EXHIBIT 10.31
MODIFICATION OF TERM LOAN AGREEMENT
THIS MODIFICATION OF TERM LOAN AGREEMENT, made and
entered into as of ______________
___, 1997 by and between MERIDIAN INSURANCE GROUP, INC.
(the "Borrower"), and NBD BANK, N.A. (the "Bank");
WITNESSETH:
WHEREAS, the Borrower and the Bank have entered into a
certain Term Loan Agreement dated July 29, 1996 (the
"Agreement"); and
WHEREAS, pursuant to the terms of the Agreement, the
Borrower has executed and delivered to the Bank a certain
Business Credit Note in the amount of $12,000,000.00 and
dated July 29, 1996; and
WHEREAS, the Borrower has requested and the Bank has
agreed to a modification of the Negative Covenants set out
in Subsection 6.2 of the Agreement;
NOW THEREFORE, in consideration of the mutual covenants,
conditions, provisions and agreements contained herein, the
parties hereto agree as follows:
1. Subsections A, C and D of section 6.2 are replaced
as follows:
A. Risk Based Capital. Permit the ratio of
the combined total adjusted capital of Meridian
Mutual Insurance Company and its Affiliates, to
its company action level to be less than 175.0%,
as calculated at the end of each fiscal year.

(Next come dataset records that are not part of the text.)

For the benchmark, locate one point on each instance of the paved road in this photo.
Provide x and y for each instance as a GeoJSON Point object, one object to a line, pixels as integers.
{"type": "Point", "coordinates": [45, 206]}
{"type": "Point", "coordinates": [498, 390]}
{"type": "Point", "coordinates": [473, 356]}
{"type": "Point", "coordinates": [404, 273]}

C. Total Debt Ratio. Permit the ratio of
(I) the total liabilities for borrowed money and
capitalized leases of Meridian Mutual Insurance
Company and its Affiliates plus Meridian Insurance
Group, to (ii) the sum of combined policy holders'
surplus and liabilities for borrowed money and
capitalized leases of Meridian Mutual Insurance
Company and its Affiliates, other than Citizens
Security Mutual, to be greater than .20 to 1.00.
D. Policyholders' Surplus. Permit the
policyholders' surplus of Meridian Mutual
Insurance Company and its Affiliates to be less
than $105,000,000, which minimum amount will
increase at each fiscal year end beginning
December 31, 1997 by 25.0% of the combined
statutory net income of Meridian Mutual Insurance
Company and its Affiliates.
2. All other terms, conditions, provisions,
representations and warranties set forth in the Agreement
and any documents related thereto (the "Loan Documents"),
not specifically relating to those items explicitly modified
by or otherwise disclosed in the modification shall remain
unchanged and shall continue in full force and effect. This
Modification shall, whenever possible, be construed in a
manner consistent with Loan Documents; provided; however, in
the event of any irreconcilable inconsistency between the
terms of this Modification and the terms of the Loan
Documents, the terms of this modification shall control.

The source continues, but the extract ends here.